Opinião
A Trumpamerica morreu
O debate desta madrugada colocou um ponto final no futuro político de Donald Trump. E ainda bem. O mundo suspira de alívio. Mas a campanha ainda não acabou...
No debate desta madrugada ficou tudo à mostra. Pelo menos, no que diz respeito ao político amador que está a tentar manter-se à tona na corrida à presidência dos Estados Unidos. A América de Trump é um local perigoso, onde se encomenda a prisão de adversários políticos, se anuncia na TV a queda de cidades onde morre gente todos os dias, onde se desautoriza vice-presidentes em directo, onde não pagar impostos é uma qualidade, onde a "conversa de balneário" é parte do discurso da Nação.
E ainda bem. Para os milhões de eleitores americanos e cidadãos estrangeiros que dedicam alguns minutos das suas vidas a estas eleições nos momentos mais mediáticos como os debates, ficou tudo à mostra, as costuras de um candidato feito com retalhos de personagens de "reality shows" e radicalistas populares e populistas. Para quem segue a campanha há mais tempo e de forma mais regular, nada disto surpreende. É a narrativa. "Lock her up!" (prendam-na!) foi o grito de batalha que preencheu a convenção republicana de aclamação de Trump.
Mas ainda bem. Depois deste debate – e especialmente depois da tempestade provocada por um vídeo grosseiro de há uma década -, Trump já não ganha estas eleições. Os Estados Unidos suspiram de alívio, o mundo – com algumas excepções – também suspira de alívio.
Desde que garantiu a nomeação como representante do Partido Republicano nestas eleições de 2016, Donald Trump, empresário, entertainer, herdeiro e milionário, precisava de convencer os eleitores moderados de duas questões: a não terem medo dele; e a terem medo dela, de Hillary Clinton. Depois deste debate, conseguiu precisamente o inverso: deixar toda a gente "normal" com medo dele, alienou quase integralmente quatro das cinco "gavetas" eleitorais de que precisava e ficou agarrado, ainda que de forma eufórica, ao único universo eleitoral que se manterá fiel até ao fim: os brancos, conservadores, sem formação superior, machistas, racistas, ignorantes, revoltados e com armas.

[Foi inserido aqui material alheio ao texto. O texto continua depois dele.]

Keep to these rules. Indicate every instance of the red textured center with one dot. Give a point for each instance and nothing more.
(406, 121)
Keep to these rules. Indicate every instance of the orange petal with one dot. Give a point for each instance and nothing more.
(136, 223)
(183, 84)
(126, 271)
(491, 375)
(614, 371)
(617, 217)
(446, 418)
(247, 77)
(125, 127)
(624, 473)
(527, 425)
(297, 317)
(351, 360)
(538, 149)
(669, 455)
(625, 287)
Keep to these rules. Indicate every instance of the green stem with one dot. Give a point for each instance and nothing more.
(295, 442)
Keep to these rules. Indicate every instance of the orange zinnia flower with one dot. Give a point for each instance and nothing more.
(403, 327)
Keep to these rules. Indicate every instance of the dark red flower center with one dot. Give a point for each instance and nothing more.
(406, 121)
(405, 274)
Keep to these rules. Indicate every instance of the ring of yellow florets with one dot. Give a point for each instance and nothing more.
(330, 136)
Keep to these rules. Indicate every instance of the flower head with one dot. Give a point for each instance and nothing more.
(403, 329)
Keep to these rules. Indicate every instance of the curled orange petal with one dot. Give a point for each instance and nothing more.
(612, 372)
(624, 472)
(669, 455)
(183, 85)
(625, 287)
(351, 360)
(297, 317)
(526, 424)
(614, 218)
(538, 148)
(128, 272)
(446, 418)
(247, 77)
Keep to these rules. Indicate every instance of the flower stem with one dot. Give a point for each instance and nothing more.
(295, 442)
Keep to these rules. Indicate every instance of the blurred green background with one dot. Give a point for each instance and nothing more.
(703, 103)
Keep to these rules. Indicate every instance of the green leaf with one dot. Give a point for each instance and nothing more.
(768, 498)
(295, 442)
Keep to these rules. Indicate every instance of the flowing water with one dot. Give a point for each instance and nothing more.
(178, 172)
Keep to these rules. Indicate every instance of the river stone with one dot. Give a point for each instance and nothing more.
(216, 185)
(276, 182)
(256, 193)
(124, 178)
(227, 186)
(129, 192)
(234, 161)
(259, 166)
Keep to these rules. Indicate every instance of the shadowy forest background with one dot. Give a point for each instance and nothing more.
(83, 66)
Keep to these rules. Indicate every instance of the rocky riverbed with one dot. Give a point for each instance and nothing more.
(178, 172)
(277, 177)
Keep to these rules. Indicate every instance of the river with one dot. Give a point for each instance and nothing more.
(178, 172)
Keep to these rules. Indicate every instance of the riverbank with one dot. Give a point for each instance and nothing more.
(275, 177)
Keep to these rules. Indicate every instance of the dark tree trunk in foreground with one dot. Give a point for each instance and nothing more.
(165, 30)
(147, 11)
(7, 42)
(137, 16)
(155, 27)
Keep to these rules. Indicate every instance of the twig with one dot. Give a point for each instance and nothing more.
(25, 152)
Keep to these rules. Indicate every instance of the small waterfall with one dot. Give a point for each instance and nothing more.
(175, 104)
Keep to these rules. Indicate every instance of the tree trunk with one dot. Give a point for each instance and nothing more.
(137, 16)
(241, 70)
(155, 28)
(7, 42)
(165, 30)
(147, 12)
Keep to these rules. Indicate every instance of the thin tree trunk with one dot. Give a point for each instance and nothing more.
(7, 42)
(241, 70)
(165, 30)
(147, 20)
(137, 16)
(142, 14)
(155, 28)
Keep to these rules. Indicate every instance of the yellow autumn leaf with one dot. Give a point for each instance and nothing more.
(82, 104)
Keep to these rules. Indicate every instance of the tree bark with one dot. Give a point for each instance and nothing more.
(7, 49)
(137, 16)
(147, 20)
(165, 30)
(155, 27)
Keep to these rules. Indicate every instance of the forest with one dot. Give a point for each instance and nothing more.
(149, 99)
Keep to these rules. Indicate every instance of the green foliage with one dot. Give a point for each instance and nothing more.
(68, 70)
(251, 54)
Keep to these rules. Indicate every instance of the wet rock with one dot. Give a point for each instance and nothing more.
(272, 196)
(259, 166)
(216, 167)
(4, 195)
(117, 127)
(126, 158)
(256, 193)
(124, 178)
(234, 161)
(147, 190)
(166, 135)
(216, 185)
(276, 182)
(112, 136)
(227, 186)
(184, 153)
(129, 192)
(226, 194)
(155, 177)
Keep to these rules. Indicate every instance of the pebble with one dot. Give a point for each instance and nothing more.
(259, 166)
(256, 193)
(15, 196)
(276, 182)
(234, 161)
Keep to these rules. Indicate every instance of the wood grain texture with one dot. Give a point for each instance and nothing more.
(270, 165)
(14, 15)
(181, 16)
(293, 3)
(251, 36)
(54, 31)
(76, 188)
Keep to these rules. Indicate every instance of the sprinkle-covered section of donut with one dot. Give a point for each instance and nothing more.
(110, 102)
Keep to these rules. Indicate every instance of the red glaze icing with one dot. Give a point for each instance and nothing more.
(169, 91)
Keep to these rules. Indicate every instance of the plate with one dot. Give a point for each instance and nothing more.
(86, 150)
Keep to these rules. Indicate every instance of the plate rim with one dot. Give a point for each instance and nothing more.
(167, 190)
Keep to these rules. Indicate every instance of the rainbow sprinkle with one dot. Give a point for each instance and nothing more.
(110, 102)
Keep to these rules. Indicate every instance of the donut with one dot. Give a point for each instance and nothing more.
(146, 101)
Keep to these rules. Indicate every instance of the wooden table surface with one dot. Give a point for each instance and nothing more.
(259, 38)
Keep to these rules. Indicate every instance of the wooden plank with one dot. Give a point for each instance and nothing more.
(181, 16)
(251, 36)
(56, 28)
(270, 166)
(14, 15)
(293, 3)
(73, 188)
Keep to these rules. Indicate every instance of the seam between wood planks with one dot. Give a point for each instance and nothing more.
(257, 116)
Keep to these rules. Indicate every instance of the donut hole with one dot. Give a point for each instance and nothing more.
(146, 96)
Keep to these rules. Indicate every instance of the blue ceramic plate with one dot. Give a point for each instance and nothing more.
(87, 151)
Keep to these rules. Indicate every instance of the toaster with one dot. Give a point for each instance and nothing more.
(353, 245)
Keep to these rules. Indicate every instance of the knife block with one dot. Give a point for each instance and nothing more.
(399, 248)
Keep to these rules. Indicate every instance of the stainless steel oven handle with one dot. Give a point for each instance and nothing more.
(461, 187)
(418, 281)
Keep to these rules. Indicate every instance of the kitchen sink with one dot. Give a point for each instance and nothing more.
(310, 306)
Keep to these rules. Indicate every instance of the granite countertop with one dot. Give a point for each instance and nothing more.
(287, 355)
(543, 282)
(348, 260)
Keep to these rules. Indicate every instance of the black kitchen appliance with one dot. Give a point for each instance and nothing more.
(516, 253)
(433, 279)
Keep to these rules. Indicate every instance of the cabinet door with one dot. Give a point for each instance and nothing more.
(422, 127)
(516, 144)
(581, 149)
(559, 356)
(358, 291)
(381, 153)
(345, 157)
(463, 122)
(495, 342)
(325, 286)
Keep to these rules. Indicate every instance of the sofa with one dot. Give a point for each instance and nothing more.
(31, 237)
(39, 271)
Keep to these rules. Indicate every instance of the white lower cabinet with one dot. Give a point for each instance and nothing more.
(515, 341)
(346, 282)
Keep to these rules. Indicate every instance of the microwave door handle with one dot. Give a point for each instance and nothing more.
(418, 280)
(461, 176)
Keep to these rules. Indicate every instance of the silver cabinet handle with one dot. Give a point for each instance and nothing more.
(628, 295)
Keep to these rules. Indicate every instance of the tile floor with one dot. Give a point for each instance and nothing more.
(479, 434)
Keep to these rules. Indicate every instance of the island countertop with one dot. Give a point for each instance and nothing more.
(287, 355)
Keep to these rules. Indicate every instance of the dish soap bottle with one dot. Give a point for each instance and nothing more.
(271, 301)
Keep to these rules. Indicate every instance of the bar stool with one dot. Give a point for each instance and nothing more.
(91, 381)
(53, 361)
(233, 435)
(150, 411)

Ainda bem. A América de Trump não chegará ao poder. Trump será dissecado durante décadas pela Academia, a ciência política americana nunca mais será a mesma. Pelo caminho, Trump deixa um rasto de vítimas: o Partido Republicano, que demorará anos a recompor-se, a democracia – que precisará de ser exposta a um antídoto forte contra o populismo reles – e os próprios Estados Unidos que, numa altura em que o mundo se debate com problemas transcendentes, não teve umas eleições onde os cidadãos pudessem fazer escolhas políticas e de políticas que definirão o rumo da sua economia e da sua sociedade.
Politicamente, a Trumpamerica morreu esta madrugada em Portugal. Ainda bem. Mas Trump ainda está vivo nesta campanha. E os próximos 30 dias conhecerão novos capítulos de um show de terror democrático que definirão um novo patamar na política mundial. Trump está cada vez mais isolado, no alto da sua torre com vista panorâmica de Nova Iorque. Lá em baixo, já só tem os indefectíveis, os fanáticos, os histéricos. Cuja revolta tenderá a aumentar com o avolumar dos sinais da inevitável derrota.